Ein Mohr im Dorfe

Es gibt Situationen, da überlegt man sich schon, wie das jetzt wohl von aussen aussieht. Gestern morgen war so eine.

Es hat ausnahmsweise mal 30 Minuten nicht geregnet und ich wollte Kind Nummer Zwei die Gelegenheit geben, zumindest etwas von seiner angestauten Energie auf den 500 Metern bis zum Kindergarten abzubauen, indem wir zu Fuß gehen. Das Kind sah das anders. Es wollte mit dem Auto fahren, weil da, wie ich im Nachhinein erfuhr, sein geheimer Süssigkeitenvorrat vom Vortag drin war.

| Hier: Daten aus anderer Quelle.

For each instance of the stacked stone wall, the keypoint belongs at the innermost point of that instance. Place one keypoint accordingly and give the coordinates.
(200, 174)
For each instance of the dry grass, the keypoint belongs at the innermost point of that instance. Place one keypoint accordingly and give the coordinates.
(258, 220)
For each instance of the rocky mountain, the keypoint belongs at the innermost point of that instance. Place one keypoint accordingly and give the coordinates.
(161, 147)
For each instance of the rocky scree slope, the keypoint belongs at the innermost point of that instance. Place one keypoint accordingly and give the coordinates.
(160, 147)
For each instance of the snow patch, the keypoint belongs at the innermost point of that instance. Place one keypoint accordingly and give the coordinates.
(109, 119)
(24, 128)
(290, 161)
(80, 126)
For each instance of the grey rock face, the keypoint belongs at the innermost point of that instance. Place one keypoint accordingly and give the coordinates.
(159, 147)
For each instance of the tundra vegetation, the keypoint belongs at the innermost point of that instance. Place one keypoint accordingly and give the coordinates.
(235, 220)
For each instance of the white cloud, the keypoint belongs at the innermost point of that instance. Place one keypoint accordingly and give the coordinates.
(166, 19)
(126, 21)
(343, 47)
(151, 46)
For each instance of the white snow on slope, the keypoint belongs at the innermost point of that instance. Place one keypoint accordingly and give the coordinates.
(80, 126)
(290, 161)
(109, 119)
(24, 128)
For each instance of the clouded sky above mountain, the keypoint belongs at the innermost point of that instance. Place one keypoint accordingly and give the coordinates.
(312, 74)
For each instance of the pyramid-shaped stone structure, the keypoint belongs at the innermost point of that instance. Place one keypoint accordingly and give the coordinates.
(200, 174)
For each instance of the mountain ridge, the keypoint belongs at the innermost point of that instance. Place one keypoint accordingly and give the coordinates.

„Mama, wir fahren mit dem Auto.“ Sprach´s und ging schon mal an die hintere Tür.

„Nein, Schatz, schau es regnet nicht und ich möchte zu Fuß gehen.“ Mutter hat derweil schon das Gartentor in der Hand.

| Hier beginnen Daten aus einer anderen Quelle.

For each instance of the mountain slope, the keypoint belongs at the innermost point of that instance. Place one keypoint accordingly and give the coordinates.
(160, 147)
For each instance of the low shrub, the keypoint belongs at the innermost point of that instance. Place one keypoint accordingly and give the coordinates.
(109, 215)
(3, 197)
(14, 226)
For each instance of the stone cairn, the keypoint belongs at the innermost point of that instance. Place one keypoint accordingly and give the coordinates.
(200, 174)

„Nein, Auto fahrn. Ich will Auto.“ Kind rührt sich keinen Zentimeter.

„Ich nicht und ich hab den Schlüssel, ich hab gewonnen. Also komm.“ Mutter gibt die Autoritäre und tritt durch das Gartentor. Böser Fehler. Die Sirene geht an.

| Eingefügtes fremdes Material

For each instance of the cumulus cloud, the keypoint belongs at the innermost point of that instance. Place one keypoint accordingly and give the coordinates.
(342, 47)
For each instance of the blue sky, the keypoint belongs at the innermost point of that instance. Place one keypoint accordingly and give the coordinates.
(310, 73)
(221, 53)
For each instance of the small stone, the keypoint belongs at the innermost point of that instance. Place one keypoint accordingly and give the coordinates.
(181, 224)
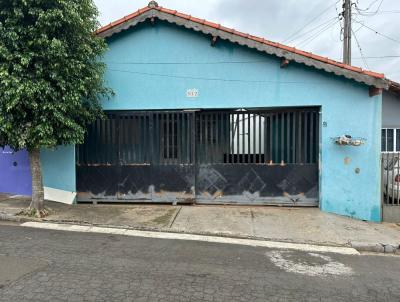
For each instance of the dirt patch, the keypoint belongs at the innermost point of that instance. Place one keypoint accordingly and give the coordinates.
(165, 218)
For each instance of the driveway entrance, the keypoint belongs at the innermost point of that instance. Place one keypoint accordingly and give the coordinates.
(228, 156)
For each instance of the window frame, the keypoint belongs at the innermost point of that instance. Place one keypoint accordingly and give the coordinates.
(396, 143)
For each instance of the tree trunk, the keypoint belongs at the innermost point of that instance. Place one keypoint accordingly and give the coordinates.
(37, 202)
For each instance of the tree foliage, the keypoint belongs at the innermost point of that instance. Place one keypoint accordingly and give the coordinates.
(51, 75)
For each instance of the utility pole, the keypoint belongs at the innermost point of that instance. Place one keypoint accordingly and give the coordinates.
(347, 32)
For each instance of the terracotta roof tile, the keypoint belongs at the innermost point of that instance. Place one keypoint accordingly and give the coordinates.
(241, 34)
(197, 20)
(184, 16)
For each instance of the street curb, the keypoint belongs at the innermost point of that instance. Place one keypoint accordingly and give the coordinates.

„IwiabbbaaaaAuuuuuuuutoooooo!“ Diesen Satz konnte man ab diesem Zeitpunkt auf 500m alle 50cm hören. In variierender Lautstärke. Und wie ich also rief

„Ich geh dann schon mal vor!“, was dankenswerterweise bei meinem Sohn zwar einerseits eine Wutanfallsteigerung, aber andererseits wenigstens Bewegung in die richtige Richtung bedeutet, kam mir ein Artikel von Herrn Mohr in den Sinn, den ich unlängst gelesen habe. Was genau würde dieser Mann jetzt denken und damit auch schreiben, wenn er sich aus Versehen aus seinem städtischen Biotop in unser Dorf verirren würde? Außer, dass er über die sehr deutschen Vorgärten und die fast ganz sauberen, wenn auch holprigen Straßen bösartige Bemerkungen machen würde.

Ich bin zwar keine Prenzlberg-Mutter, deren Gattung nun wirklich über Berlins Grenzen hinaus bekannt sind, aber ich bin sicher, auch mich und meine Brut würde er als Zumutung für jeden normalen Menschen (lies: Kinderlose oder gerade nicht Kleinkinderbesitzer) empfinden und mir gnadenlos mütterliches Komplettversagen attestieren. Von Ablenken über Ignorieren über Stehenlassen und mich selbst zum Affen machen – ich hatte vor dem zweiten Kaffee gestern alles durch um das Kind einigermaßen in einem Stück in der Verwahranstalt abliefern zu können.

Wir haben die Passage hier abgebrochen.